Strengths identified by the reviewers includes:
- GCL is a simple, yet effective way to construct embeddings for individual modalities in a joint space such that there is alignment between any combination of modalities. GCL is conceptually intuitive and doesn't require generating specialized datasets. Both the backbone model and datasets are essentially off-the-shelf.
- There has been a recent increased interest in multimodal embeddings, particularly in post-training LLM scenarios.
- GCL demonstrates strong empirical performance on relevant datasets against relevant baselines.
- The secondary experiments (e.g., ablations) help understand the relative contribution of different innovations and the overall dynamics of GCL.

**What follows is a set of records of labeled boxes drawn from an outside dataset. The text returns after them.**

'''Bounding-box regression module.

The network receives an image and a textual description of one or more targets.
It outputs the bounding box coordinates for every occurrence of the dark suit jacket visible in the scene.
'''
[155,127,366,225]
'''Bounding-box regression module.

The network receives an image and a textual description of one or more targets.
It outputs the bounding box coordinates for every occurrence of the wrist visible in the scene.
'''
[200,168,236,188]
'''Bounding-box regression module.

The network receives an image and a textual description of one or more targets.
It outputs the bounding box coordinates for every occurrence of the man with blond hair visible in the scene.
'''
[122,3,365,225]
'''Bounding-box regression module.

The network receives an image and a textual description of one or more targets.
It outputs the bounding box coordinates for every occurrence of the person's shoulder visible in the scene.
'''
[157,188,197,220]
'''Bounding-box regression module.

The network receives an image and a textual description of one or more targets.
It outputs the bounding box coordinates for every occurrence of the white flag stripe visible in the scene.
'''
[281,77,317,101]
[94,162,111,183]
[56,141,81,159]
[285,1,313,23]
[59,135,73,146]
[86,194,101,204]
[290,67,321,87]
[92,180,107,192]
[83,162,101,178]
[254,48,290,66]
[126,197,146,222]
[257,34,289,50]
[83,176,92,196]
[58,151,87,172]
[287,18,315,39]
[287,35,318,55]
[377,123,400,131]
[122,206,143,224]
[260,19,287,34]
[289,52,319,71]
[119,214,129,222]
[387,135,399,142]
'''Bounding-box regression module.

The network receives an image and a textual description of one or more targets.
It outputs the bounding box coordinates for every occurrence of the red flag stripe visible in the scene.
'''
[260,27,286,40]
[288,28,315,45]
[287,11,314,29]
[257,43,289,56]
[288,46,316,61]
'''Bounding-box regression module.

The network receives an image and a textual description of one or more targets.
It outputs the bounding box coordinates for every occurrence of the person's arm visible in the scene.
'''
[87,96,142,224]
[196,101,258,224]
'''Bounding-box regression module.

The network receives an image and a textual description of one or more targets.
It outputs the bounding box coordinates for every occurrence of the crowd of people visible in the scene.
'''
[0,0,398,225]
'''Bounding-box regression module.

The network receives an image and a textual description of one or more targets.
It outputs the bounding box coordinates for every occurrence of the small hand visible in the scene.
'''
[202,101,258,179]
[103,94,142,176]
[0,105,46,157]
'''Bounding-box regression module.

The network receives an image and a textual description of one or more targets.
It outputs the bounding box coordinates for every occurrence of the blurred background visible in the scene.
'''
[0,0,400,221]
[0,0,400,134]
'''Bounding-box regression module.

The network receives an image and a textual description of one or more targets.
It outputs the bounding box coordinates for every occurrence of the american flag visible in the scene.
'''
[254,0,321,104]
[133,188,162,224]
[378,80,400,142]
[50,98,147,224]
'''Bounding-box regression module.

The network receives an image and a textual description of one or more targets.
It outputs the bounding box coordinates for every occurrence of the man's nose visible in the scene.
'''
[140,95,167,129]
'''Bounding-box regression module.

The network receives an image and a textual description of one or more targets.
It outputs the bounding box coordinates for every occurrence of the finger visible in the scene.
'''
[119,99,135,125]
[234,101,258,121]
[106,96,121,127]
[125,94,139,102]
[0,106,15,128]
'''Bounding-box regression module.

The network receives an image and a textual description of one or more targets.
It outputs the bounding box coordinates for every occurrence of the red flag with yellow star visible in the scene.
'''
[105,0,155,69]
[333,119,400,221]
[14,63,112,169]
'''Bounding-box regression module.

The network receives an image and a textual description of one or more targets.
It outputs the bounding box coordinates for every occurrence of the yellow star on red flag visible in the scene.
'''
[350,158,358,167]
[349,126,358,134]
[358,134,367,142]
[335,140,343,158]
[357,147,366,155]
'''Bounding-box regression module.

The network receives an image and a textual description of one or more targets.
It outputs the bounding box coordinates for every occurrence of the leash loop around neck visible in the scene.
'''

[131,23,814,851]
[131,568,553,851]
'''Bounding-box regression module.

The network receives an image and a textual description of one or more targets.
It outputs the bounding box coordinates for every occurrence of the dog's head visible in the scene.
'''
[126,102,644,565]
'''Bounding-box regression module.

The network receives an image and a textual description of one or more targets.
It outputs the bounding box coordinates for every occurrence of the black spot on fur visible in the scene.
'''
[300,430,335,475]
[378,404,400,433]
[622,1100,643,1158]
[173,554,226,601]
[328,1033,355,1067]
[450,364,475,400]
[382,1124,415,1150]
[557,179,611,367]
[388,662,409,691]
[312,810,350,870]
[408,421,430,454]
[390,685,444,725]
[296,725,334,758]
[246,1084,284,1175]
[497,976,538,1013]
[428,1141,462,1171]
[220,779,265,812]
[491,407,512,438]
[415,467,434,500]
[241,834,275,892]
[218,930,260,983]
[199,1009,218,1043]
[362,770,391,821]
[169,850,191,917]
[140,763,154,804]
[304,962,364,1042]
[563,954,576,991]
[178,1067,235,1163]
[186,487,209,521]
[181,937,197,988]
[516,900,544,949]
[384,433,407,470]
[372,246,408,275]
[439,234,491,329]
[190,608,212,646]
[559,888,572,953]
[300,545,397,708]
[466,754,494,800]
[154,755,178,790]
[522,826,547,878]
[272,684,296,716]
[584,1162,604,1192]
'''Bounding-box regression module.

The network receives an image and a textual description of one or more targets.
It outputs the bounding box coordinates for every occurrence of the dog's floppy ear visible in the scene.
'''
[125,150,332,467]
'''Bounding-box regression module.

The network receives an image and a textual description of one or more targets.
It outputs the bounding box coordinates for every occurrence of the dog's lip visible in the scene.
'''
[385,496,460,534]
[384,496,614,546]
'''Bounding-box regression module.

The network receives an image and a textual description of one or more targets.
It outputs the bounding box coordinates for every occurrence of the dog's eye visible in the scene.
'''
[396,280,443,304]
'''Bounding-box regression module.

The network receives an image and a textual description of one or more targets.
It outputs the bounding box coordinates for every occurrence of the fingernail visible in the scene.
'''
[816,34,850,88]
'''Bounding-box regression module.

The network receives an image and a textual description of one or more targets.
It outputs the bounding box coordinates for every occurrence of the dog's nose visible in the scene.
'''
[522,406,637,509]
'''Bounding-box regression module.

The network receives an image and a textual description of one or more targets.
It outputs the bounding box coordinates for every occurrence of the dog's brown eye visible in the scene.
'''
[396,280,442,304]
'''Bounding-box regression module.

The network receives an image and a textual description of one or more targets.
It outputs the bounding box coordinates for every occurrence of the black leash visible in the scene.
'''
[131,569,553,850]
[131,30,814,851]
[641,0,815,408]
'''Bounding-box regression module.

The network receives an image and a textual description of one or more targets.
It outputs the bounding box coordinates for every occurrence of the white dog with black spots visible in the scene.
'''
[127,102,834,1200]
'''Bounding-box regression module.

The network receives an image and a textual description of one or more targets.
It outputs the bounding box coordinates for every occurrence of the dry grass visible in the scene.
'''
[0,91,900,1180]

- The paper is well-written and has a sufficient number of experiments to validate the performance for text-image retrieval settings (and pooled image embeddings for video settings).
Weaknesses identified by the reviewers includes:
- GCL is presented as a general multimodal embedding, but computing all combinations of modalities may be challenging at high-cardinality. However, in most practical settings, there is likely to be <5 modalities, so this isn't a practical concern (although maybe a bit of an over-claim). As stated in rebuttal, existing methods would likely require more effort in constructing the training data.
- In this vein, experiments with additional modalities would (obviously) strengthen the demonstrated utility of GCL.
- While novel, this work can be interpreted as a incremental innovation over existing multi-modal embedding papers and may be of primary interest to a more narrow community (e.g., multimodal since single-mode embeddings may perform better for single-mode tasks). Specifically, the authors are not defining a new problem nor providing new datasets, etc. -- so it is incremental work methodologically. While the formulation is general, the instantiation in this paper is more narrow.
- There were several more theoretical/analytical questions, possibly the most interesting being the relationship between the modality gap and downstream performance (reviewer PYSB). However, these were well addressed in rebuttal -- even if it would be good to see a version of the paper with these rebuttal incorporated into the main text.
- GCL doesn't outperform competing models is all experimental settings (e.g., FashionIQ), but this isn't surprising and just needs to be discussed in the paper.
Overall, as the authors state, GCL is a simple but effective method for constructing multi-modal embeddings. The experiments are exhaustive and sufficiently convincing for the text-image/video retrieval setting. The paper would be stronger with more modalities (likely not possible in this revision) and some of the theoretical and clarification discussion raised by the reviewers (likely possible as these were sufficiently addressed in rebuttal) -- especially since the method is so 'simple', more rigorous analysis is possible. The reviewers that engaged with the authors during rebuttal raised their scores (including h6VU which intended to do so) and the reviewers that did not had their concerns adequately addressed in my opinion. Thus, I view the paper as borderline, but lean toward accepting contingent on competing papers.